A Gallavotti-Cohen-Evans-Morriss like symmetry for a class of Markov jump processes

TL;DR

This paper uncovers a new symmetry in the large deviation functions of certain time-integrated currents in specific Markov jump processes, extending the understanding of fluctuation symmetries beyond entropy production.

Contribution

It introduces a novel symmetry similar to Gallavotti-Cohen, applicable to a restricted class of Markov jump processes with particular transition structures and constraints.

Findings

Identifies a new symmetry in large deviation functions

Provides three physical examples demonstrating the symmetry

Links the symmetry to time-reversal through trajectory grouping

Abstract

We investigate a new symmetry of the large deviation function of certain time-integrated currents in non-equilibrium systems. The symmetry is similar to the well-known Gallavotti-Cohen-Evans-Morriss-symmetry for the entropy production, but it concerns a different functional of the stochatic trajectory.

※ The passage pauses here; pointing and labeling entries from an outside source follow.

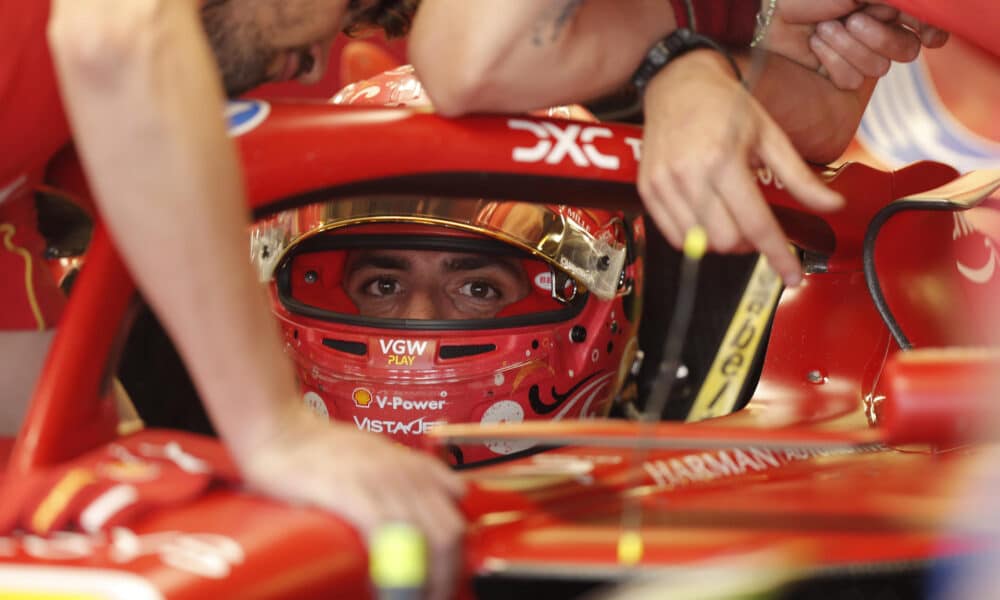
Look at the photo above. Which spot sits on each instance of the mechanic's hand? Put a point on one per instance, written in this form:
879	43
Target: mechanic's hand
703	135
848	40
367	480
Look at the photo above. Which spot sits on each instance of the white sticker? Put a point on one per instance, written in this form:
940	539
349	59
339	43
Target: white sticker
505	411
315	403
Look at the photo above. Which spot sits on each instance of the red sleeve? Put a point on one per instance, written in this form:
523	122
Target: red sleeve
729	22
32	124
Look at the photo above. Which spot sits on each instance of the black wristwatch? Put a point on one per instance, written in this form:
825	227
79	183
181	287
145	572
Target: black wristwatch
678	43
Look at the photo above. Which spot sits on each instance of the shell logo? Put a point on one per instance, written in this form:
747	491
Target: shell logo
362	397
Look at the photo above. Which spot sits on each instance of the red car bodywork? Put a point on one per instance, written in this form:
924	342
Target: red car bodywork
800	468
855	502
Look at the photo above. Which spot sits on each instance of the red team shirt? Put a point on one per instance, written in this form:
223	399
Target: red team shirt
32	128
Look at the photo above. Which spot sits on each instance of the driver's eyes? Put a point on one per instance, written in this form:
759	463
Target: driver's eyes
480	290
382	286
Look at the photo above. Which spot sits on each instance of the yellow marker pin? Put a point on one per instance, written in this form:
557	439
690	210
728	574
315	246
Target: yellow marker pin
630	548
398	557
695	243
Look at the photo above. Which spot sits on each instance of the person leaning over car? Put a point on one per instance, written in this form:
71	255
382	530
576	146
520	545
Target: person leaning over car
135	83
704	133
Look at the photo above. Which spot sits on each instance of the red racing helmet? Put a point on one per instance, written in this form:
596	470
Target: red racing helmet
408	311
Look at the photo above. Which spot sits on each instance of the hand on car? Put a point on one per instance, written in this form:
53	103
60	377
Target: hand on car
367	480
848	40
703	134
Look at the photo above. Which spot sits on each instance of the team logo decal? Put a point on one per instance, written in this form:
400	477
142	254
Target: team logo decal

The symmetry can be found in a restricted class of Markov jump processes, where the network of microscopic transitions has a particular structure and the transition rates satisfy certain constraints. We provide three physical examples, where time-integrated observables display such a symmetry. Moreover, we argue that the origin of the symmetry can be traced back to time-reversal if stochastic trajectories are grouped appropriately.